L'actualité éditoriale du 9e art a été aussi fortement animée par ce qu'on nomme aujourd'hui le DZ-manga porté par des éditions dynamiques, à l'instar de Z-Link, Kaza Editions… Plusieurs éditeurs généralistes commencent à s'intéresser à ce phénomène et envisagent de l'intégrer dans leurs catalogues, de même que la BD dite classique (ou plutôt non-manga).
Un des premiers à avoir franchi le pas est Lazhari Labter, lui-même auteur d'un panorama de la BD algérienne, qui a publié en 2008 Le dingue au bistouri, de Mohamed Bouslah, adaptation du roman éponyme de Yasmina Khadra. Comme le cinéma, le 9e art algérien n'a pas assez exploré cette voie que la littérature algérienne classique ou contemporaine offre pourtant avec un fort potentiel. Hélas, Mohamed Bouslah, qui s'y était engagé, nous a quittés cette année, laissant une autre adaptation, Terres interdites (Ed. Sédia, 2013), inspirée d'une nouvelle de l'écrivain Mohammed Dib.

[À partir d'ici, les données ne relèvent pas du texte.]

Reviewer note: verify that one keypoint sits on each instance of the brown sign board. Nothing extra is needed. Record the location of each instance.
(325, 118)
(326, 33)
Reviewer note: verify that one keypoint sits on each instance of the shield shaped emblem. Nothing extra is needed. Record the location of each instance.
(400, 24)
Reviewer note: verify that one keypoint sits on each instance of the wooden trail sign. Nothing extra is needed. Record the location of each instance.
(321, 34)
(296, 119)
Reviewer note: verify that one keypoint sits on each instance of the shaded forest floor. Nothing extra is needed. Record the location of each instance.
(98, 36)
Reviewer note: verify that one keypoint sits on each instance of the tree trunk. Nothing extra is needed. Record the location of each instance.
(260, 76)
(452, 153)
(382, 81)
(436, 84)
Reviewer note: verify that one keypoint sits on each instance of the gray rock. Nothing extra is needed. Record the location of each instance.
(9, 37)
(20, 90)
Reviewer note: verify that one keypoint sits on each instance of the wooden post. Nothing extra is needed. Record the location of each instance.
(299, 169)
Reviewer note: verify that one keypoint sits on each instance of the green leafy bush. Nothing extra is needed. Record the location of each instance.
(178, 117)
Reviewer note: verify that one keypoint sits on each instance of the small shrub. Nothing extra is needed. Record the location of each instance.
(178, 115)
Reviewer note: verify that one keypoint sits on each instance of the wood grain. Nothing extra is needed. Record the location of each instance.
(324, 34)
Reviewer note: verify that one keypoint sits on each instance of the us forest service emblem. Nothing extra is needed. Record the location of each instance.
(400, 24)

La production de BD a augmenté, ce qui ne peut que réjouir, mais elle reste bien faible. Il ne s'agit encore que d'un frémissement encourageant. Nous sommes loin des attentes d'un immense lectorat potentiel (juvénile surtout, mais adulte aussi) comme des possibilités créatives d'auteurs de plusieurs générations qui piaffent d'impatience devant les lenteurs d'un système qui porte les stigmates de l'ensemble du secteur du livre.